Au total, dix personnes avaient été acquittées



Seulement quatre tortionnaires ont été condamnés à des peines, de trois ans avec sursis à un an ferme. Ce verdict a suscité le vif mécontentement des avocats des deux parties qui ont parfois violement mis en accusation le travail du juge d'instruction, évoquant tour à tour une décision "sans cohérences", un "fiasco", voire "un naufrage judiciaire".

Jeudi,
les femmes du gouvernement, Najat Vallaud-Belkacem et  Marisol Touraine, avaient  exprimé leur "émotion" et leur "malaise" avant que le Parquet ne grince.C'est sous la pression des associations féministes que le ministère public finalement eu un sursaut. Pour le mouvement Osez le féminisme, le verdict équivalait ainsi à "un permis de violer".

"Emballement médiatique", se justifient les magistrats

"Un travail complexe a été mené, a rappelé la procureure de Créteil, mais rendre la justice au nom du peuple est un métier et ce procès pose la question des jurys populaires.

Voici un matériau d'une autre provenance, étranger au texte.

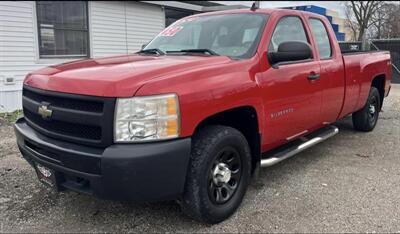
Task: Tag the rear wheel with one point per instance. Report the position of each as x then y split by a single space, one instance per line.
219 173
366 118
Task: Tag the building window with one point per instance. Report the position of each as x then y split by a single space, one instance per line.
62 29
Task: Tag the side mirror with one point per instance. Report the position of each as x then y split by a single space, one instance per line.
290 51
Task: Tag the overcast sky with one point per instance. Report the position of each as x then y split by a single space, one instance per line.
331 5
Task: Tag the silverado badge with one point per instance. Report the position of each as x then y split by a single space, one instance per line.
44 111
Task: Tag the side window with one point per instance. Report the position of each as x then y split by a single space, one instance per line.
321 37
288 29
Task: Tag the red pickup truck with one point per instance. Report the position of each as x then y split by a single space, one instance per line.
199 109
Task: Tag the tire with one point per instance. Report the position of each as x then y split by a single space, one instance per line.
365 119
204 198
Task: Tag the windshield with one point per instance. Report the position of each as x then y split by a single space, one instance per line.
233 35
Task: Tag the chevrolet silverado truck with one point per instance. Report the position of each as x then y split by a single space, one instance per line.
193 115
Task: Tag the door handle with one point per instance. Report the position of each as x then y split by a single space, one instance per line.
314 76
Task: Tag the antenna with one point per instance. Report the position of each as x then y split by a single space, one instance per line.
255 6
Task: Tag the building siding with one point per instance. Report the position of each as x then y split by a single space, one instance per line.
114 28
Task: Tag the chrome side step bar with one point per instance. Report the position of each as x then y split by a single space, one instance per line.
275 156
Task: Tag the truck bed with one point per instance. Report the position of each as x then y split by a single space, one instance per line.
360 68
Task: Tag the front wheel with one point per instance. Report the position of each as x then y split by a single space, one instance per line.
218 176
365 119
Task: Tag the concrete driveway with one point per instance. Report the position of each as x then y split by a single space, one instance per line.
350 183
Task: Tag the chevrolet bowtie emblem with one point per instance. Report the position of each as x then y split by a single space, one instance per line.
44 111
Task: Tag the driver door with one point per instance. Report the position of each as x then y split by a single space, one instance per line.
291 94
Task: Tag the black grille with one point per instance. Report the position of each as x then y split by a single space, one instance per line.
81 105
76 118
71 129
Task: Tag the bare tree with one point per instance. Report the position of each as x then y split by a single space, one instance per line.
363 12
386 21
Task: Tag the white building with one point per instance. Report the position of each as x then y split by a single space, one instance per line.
38 34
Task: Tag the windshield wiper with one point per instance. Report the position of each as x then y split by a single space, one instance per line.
203 51
151 51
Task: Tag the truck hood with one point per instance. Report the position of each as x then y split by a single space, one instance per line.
119 76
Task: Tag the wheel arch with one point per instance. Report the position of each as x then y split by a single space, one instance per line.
246 120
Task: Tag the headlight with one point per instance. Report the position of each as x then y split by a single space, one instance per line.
147 118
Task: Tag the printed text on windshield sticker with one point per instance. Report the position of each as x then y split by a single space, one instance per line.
171 31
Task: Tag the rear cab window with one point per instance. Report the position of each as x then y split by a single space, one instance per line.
322 40
289 28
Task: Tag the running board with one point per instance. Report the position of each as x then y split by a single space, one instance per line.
281 153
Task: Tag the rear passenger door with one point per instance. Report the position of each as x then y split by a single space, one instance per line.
292 100
332 75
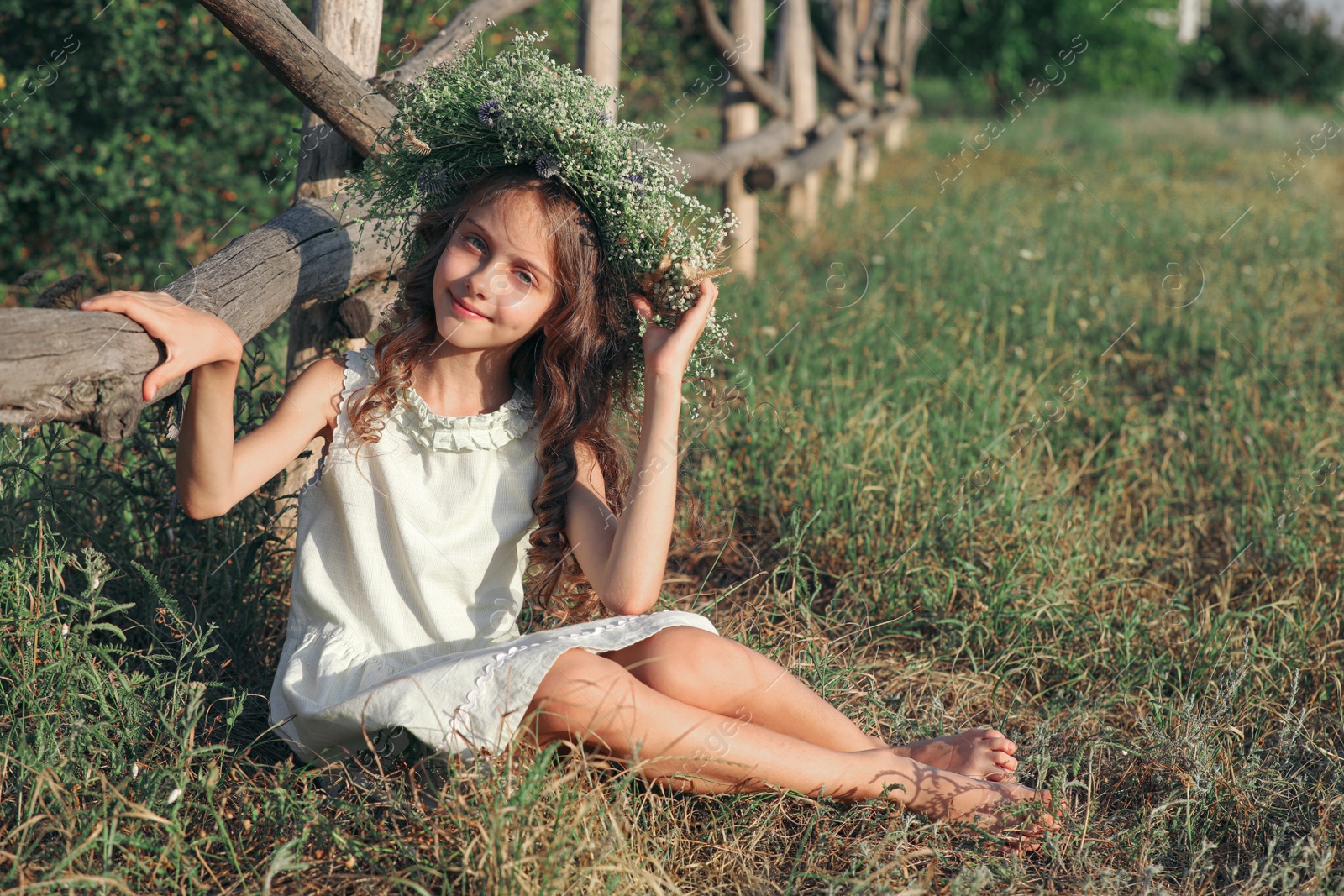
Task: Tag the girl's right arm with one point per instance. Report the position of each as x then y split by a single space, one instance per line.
214 472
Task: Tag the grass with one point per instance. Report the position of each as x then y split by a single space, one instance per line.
1142 587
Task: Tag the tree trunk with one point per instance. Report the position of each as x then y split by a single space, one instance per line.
801 73
600 43
743 118
351 29
1189 15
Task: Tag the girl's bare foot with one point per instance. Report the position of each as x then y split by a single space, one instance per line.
1007 813
981 752
1000 809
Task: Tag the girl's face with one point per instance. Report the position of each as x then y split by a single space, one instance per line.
495 280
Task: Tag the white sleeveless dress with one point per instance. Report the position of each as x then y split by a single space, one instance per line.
407 584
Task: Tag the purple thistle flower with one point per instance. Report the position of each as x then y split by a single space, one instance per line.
548 165
490 112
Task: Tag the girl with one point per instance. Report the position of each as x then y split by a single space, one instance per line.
474 437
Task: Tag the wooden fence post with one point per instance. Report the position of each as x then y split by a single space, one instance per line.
867 22
351 29
600 43
743 118
847 54
890 55
801 76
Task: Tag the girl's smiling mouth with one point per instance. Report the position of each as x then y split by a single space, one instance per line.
464 311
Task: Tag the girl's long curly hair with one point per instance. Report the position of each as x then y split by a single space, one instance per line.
578 365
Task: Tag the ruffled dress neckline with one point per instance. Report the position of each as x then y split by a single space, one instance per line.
474 432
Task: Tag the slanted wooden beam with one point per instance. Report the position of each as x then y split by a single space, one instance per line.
717 167
309 70
87 367
761 90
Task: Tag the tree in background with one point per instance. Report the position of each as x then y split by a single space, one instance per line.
1265 51
990 50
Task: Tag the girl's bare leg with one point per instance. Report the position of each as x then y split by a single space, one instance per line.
730 679
591 699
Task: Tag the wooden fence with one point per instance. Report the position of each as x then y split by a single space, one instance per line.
87 369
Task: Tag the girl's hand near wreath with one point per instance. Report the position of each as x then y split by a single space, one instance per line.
192 338
667 351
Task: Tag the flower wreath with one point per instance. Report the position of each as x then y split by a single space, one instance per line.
475 113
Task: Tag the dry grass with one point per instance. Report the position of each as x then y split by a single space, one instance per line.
1117 597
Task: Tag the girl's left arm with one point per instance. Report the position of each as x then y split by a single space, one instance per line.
627 559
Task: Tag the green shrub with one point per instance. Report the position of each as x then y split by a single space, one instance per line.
996 49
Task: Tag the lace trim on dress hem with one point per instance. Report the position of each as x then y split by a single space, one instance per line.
497 660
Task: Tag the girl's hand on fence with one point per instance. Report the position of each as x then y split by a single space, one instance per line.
192 338
669 351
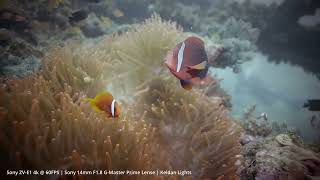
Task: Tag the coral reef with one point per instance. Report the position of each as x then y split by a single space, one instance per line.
194 129
45 123
280 157
141 51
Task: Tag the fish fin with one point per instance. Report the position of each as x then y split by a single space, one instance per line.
104 95
92 104
199 66
186 85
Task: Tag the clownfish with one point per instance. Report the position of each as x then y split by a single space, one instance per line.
188 61
105 103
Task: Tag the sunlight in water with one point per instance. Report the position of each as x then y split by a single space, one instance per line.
277 89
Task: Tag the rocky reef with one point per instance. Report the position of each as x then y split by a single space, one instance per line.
273 151
46 124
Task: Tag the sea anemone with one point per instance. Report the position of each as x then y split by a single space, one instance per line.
45 124
194 129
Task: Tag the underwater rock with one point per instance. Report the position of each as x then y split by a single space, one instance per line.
279 158
92 27
245 139
284 140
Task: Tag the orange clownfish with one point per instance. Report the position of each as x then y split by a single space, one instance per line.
188 61
105 103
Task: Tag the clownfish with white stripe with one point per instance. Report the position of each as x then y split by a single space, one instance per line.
105 103
188 61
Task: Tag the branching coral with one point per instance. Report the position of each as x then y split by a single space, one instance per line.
194 129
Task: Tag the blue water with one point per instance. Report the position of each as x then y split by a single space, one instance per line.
277 89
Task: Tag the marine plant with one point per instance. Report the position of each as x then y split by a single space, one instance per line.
141 51
45 123
194 129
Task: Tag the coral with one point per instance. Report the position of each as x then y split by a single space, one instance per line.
280 158
194 129
44 122
254 126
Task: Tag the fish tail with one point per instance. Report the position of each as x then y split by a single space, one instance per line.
92 104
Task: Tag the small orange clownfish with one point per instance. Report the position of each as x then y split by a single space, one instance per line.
104 102
188 61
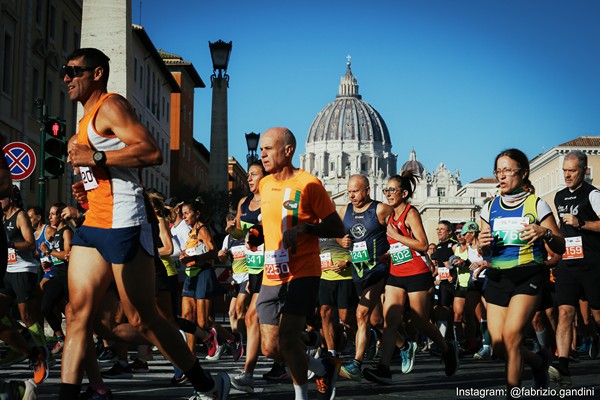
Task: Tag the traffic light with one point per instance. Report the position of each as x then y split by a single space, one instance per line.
55 147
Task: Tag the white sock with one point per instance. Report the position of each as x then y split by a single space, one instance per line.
301 391
442 326
316 366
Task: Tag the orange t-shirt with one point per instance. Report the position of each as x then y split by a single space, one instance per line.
285 204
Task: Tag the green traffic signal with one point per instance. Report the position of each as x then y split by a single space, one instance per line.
55 147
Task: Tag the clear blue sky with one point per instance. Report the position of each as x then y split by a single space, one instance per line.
457 80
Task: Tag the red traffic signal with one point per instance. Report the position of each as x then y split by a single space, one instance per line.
55 128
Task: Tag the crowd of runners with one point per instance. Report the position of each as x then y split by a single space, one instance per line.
324 292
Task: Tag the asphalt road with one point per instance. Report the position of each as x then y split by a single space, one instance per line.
426 381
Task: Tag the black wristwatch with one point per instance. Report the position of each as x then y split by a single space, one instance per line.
99 158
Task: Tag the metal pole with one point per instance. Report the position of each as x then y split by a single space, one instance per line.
43 118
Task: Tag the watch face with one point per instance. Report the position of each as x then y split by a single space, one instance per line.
99 157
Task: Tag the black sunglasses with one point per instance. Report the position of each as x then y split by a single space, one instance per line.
73 71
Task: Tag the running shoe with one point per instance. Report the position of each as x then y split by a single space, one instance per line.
99 348
450 358
218 353
108 355
541 377
30 387
58 346
138 366
220 390
91 394
573 356
408 357
178 378
211 342
351 370
118 371
39 366
12 357
243 382
560 375
326 383
277 373
594 346
236 346
371 349
485 353
381 374
585 345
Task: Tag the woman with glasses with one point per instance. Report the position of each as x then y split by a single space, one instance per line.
474 308
460 262
517 228
410 281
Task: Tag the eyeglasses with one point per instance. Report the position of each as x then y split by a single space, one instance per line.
73 71
506 171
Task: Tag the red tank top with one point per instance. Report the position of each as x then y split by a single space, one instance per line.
404 261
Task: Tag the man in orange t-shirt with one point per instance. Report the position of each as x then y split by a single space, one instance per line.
296 211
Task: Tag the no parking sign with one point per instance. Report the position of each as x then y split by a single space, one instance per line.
20 159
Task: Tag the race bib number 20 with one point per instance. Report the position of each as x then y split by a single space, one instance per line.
88 179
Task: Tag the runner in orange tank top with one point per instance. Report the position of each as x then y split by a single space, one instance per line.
116 239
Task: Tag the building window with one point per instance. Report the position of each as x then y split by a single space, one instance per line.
52 23
65 35
38 12
35 89
7 70
49 96
63 105
147 88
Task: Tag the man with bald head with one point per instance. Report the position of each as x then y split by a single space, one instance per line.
296 211
365 221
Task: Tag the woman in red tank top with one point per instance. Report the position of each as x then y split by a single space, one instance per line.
410 279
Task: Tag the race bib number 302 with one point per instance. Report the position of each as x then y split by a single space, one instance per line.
400 253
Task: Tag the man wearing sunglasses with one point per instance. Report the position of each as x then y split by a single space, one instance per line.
115 241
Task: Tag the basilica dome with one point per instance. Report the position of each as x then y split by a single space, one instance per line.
413 165
349 117
349 137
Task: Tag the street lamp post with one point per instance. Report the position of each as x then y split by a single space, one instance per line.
219 150
252 143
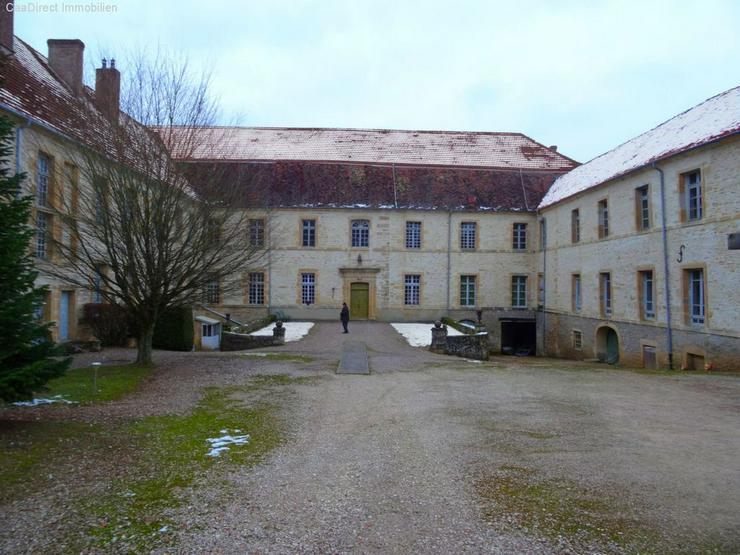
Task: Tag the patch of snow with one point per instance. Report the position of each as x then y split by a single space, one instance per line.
221 444
714 118
44 401
420 335
293 330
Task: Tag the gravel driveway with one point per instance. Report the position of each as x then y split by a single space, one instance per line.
435 454
388 463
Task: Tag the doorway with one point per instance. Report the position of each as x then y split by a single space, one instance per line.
607 345
359 300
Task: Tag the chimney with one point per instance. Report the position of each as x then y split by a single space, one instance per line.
108 90
65 57
6 27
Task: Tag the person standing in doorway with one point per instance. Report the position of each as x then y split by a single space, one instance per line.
344 317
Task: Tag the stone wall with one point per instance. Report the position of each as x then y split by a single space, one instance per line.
242 341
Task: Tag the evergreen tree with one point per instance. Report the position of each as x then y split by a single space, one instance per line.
28 357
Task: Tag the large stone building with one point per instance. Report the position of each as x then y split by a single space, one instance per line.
402 225
626 258
641 265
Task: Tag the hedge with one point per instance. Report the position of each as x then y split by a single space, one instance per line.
174 330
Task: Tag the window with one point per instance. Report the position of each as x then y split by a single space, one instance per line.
519 291
693 202
42 234
577 340
257 233
647 295
257 288
212 292
540 289
42 179
603 219
97 295
412 286
413 235
360 233
605 293
695 297
642 200
576 292
543 234
308 288
467 290
308 233
467 235
520 237
575 226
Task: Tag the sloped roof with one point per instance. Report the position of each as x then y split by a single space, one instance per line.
380 146
713 119
299 184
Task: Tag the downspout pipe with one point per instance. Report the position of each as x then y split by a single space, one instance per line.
449 255
19 145
664 231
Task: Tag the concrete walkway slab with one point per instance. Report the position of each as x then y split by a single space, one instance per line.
354 358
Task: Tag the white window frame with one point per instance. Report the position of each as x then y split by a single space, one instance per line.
606 292
520 237
412 289
360 234
42 179
519 291
308 288
697 302
256 293
694 194
468 233
647 280
467 289
413 235
308 232
42 234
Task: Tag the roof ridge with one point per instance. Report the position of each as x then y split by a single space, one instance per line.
368 129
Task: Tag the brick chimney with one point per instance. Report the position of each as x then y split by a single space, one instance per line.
6 28
108 90
65 58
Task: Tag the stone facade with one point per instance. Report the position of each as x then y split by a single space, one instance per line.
628 250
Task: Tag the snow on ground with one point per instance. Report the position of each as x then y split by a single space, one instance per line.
293 330
44 401
420 335
221 444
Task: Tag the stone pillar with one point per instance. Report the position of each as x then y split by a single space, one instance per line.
278 333
439 338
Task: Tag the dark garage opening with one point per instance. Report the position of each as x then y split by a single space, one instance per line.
519 337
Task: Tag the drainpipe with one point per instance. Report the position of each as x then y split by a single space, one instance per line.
19 144
664 231
544 285
449 247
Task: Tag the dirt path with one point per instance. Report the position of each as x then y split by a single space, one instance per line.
434 454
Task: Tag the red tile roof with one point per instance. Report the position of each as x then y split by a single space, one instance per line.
380 146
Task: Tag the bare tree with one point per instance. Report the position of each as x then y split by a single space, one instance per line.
139 229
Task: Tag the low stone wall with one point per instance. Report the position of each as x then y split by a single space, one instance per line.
468 346
242 341
476 346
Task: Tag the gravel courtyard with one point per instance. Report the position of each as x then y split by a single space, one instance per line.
432 454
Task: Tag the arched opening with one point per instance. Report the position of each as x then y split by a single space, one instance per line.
607 345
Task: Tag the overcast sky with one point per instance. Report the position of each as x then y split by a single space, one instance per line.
584 75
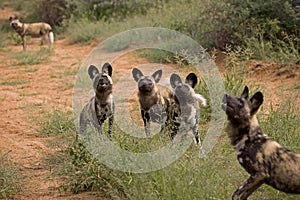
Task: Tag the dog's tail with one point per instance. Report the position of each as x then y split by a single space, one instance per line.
51 36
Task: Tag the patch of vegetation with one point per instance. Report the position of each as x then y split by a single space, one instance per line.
9 178
57 123
190 177
282 124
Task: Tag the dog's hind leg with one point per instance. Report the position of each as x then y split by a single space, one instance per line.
245 190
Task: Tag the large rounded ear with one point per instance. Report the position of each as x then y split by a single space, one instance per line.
191 79
256 100
92 71
175 80
136 74
157 75
107 69
245 93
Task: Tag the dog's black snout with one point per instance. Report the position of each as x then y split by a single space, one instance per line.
225 98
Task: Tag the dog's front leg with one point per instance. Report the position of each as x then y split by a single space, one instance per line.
110 125
245 190
146 120
196 134
24 42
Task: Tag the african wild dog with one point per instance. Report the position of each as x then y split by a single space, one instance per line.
264 159
183 111
101 106
40 29
153 105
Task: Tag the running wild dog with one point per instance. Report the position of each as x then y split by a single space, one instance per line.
40 29
101 106
153 106
183 111
264 159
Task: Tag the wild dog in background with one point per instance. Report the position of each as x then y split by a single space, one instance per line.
183 110
101 106
153 105
264 159
40 29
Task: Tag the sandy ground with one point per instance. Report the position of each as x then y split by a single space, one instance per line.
27 90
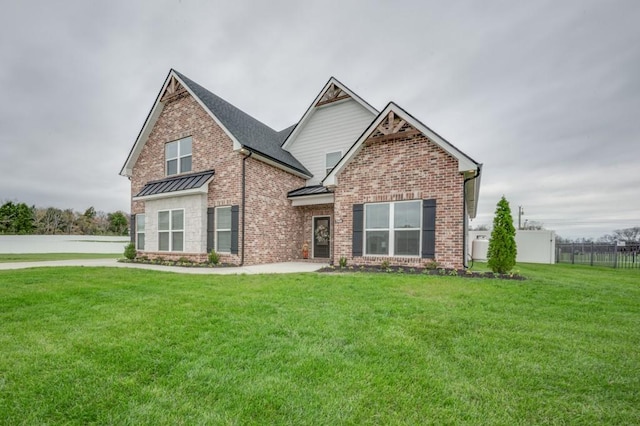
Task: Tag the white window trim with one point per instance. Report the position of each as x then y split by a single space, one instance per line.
326 166
170 231
178 157
391 229
216 229
143 232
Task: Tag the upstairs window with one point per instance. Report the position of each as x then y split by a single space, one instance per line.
177 156
331 159
140 232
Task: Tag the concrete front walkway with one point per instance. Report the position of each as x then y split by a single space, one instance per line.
271 268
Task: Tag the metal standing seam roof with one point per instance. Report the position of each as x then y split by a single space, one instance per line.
250 132
309 190
176 183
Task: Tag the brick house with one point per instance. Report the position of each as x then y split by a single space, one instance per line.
345 181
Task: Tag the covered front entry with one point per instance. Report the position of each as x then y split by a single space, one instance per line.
321 237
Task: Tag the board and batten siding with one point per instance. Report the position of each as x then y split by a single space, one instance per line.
333 127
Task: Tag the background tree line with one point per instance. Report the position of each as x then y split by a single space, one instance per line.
626 235
19 218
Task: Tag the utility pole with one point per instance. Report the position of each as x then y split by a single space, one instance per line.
520 214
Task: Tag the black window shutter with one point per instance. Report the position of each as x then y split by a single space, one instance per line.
211 230
132 228
234 229
429 229
358 227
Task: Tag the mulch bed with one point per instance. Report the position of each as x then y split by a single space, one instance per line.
187 264
449 272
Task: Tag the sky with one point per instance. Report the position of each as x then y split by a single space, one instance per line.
546 94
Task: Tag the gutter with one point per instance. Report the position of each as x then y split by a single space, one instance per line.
244 184
465 229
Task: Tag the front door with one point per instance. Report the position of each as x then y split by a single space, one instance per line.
321 237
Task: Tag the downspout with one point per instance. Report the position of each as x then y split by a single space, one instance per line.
464 216
244 183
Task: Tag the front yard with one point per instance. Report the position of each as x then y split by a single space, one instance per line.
107 345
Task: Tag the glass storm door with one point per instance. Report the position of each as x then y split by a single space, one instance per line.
321 237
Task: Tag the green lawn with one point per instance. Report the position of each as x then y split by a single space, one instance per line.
125 346
42 257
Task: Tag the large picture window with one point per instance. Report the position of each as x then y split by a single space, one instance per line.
223 229
177 156
140 231
171 230
393 229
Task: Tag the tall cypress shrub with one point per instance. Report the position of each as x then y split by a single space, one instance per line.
502 246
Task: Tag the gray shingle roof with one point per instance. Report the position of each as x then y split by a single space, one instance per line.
175 183
251 133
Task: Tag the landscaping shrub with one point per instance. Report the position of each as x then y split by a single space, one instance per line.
130 251
502 245
214 258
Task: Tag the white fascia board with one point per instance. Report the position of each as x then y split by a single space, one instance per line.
201 190
465 163
310 200
158 106
270 162
127 170
307 115
236 144
150 121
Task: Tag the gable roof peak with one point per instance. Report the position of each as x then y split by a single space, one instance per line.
332 91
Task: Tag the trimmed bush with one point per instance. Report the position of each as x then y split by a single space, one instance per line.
502 245
214 259
130 251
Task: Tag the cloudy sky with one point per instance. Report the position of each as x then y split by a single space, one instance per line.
545 93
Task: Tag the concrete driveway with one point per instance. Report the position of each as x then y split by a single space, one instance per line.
270 268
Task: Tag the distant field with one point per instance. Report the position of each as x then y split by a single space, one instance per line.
41 257
128 346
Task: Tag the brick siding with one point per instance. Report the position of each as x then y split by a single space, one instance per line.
211 149
402 169
274 227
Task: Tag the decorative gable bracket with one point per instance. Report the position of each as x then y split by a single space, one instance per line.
332 94
173 91
393 127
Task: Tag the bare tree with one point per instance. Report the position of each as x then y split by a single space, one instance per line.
628 235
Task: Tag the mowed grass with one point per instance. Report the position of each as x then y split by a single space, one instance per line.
125 346
42 257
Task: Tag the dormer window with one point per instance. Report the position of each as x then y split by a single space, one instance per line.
177 156
331 159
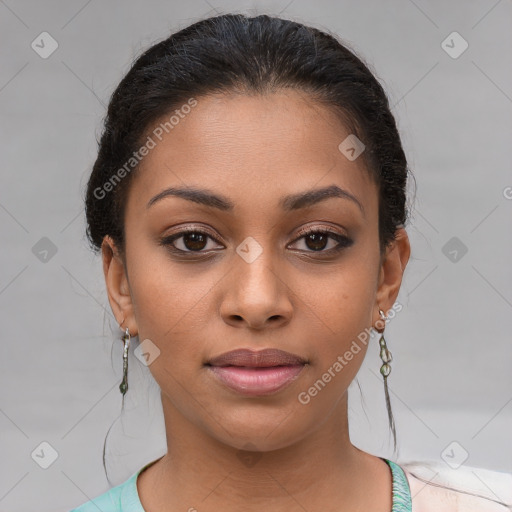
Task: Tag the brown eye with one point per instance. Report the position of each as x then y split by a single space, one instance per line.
188 241
317 240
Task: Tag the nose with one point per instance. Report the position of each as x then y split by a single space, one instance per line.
257 295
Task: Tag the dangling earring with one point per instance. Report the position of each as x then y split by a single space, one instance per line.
385 354
123 387
385 370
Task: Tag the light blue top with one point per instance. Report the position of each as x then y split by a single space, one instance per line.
125 498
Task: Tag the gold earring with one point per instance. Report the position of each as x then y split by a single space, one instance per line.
123 387
385 370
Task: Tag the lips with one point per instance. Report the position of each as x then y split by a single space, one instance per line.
257 359
259 373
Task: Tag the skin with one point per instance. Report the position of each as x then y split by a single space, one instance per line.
254 150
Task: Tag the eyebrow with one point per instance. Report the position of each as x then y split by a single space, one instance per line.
287 203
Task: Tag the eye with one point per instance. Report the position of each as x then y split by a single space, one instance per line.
316 240
191 240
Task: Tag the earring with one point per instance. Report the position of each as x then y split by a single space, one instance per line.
123 387
385 370
385 354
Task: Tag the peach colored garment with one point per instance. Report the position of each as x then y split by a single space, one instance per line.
425 477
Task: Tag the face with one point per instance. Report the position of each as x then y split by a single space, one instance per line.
236 266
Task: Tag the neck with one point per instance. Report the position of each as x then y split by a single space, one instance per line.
222 471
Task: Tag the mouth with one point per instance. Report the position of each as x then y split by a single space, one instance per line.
260 373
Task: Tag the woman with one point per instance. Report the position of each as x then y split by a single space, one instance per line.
249 202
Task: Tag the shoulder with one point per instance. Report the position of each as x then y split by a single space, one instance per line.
435 486
122 498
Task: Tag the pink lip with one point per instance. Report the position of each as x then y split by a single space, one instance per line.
254 373
256 381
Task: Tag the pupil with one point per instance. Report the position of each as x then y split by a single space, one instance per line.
316 237
194 241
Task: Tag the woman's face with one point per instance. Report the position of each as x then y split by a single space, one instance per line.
247 277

"C'est un procès compliqué dû notamment à la fragilité des victimes et à l'ancienneté des faits" révélés à la police, près de six ans après, insiste-t-elle pour tenter d'apaiser l'indignation que suscite le juge d'instruction suivi par le magistrat. Une appréciation qui ajoute à l'horreur vécue par les victimes une fois de plus humiliées. 

Et qui porte le chapeau ? Vendredi, les parties civiles et avocats des 14 accusés se sont même entendus pour détourner les responsabilités et concentrer leurs critiques sur ..."l'emballement médiatique" , assimilant le verdict à une "banalisation des viols". 


Voilà aussi que, selon eux, "la justice sort grandie de cette affaire".  Les plaignantes doivent porter plainte et le rôle de la justice est de recueillir (leurs) paroles. Mais on ne peut pas condamner des gens sur la parole de quelqu'un. On ne peut pas condamner, en France, sans preuves". On ne peut pas être victimes, en somme, mais il faudrait croire en notre justice idéologique. Sursis pour l'institution: changement de pouvoir, changements de posture politique...


Pourtant, une des deux victimes, "Nina", ne décolère pas contre le verdict de la Cour d'Assises

"Le gouvernement, la justice, tout ça, ça m'écoeure"a-t-elle déclaré, outragée, sur Europe 1. "Franchement, si je dois me faire justice moi-même, je le ferai, franchement, je ne m'en cache pas", a ajouté la jeune femme. Contactée vendredi après la décision du ministère public, son avocate, Me Clotilde Lepetit, n'a pas souhaité faire de commentaires.
Circulez, il n'y a rien à voir, nous dit l'avocate: les violeurs sont des hommes, des vrais, et les femmes violées sont des provocatrices, c'est bien connus.